CITIES WITH Recreation Coordinator OPPORTUNITIES IN Wisconsin


JOB DESCRIPTION: Recreation Coordinator

Recreation Coordinator video from the State of New Jersey Dept. of Labor and Workforce Development

In general, recreation coordinators conduct recreation activities with groups in public, private, or volunteer agencies or recreation facilities. They also organize and promote activities, such as arts and crafts, sports, and hobbies, taking into account the needs and interests of individual members.

Every day, recreation coordinators are expected to be able to articulate ideas and problems. They need to listen to and understand others in meetings.

Similar jobs with educational opportunities in Wisconsin include:

  • Fitness Instructor. Instruct or coach groups or individuals in exercise activities and the fundamentals of sports. Demonstrate techniques and methods of participation. Observe participants and inform them of corrective measures necessary to improve their skills. Those required to hold teaching degrees should be reported in the appropriate teaching category.
  • Residential Life Director. Coordinate activities for residents of boarding schools, college fraternities or sororities, college dormitories, or similar establishments. Order supplies and determine need for maintenance, repairs, and furnishings. May maintain household records and assign rooms. May refer residents to counseling resources if needed.

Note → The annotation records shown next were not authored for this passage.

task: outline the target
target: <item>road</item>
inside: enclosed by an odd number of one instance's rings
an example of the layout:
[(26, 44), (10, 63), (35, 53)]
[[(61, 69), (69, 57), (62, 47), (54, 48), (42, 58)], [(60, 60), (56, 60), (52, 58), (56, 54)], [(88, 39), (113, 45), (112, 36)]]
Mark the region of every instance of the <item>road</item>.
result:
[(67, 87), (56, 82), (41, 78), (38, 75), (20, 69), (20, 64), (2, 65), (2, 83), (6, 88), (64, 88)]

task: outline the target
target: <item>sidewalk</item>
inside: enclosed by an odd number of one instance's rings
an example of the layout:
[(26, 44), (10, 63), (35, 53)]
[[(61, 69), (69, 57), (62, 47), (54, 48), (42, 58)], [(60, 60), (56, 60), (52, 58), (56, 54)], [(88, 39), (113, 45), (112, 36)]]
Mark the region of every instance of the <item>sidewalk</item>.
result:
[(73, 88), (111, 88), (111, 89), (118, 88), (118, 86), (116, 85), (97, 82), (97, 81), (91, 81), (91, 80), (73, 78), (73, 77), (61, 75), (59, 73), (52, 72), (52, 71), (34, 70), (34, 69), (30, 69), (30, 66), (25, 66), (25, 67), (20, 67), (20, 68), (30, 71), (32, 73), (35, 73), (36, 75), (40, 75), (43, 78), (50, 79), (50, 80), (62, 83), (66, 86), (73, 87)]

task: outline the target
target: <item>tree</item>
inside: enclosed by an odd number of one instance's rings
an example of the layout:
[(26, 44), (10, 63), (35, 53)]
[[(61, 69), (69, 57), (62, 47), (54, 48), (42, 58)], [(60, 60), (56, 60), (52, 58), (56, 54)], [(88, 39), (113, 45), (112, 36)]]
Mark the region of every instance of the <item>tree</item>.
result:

LOCATION INFORMATION: Wisconsin

Wisconsin
Wisconsin photo by KKNiteOwl

Wisconsin has a population of 5,654,774, which has grown by 5.43% in the last 10 years. Nicknamed the "Badger State," its capital is Madison, though its biggest city is Milwaukee. In 2008, there were a total of 3,619,782 jobs in Wisconsin. The average annual income was $37,770 in 2008, up from $36,990 the previous year. The unemployment rate in Wisconsin was 8.5% in 2009, which has grown by 3.7% since the previous year. Roughly 22.4% of Wisconsin residents have college degrees, which is lower than the national average.

The top industries in Wisconsin include dairy product manufacturing, cheese manufacturing, and converted paper product manufacturing. Notable tourist destinations include the Charles Allis Art Museum, the Eisner Museum of Advertising & Design, and the Betty Brinn Children's Museum.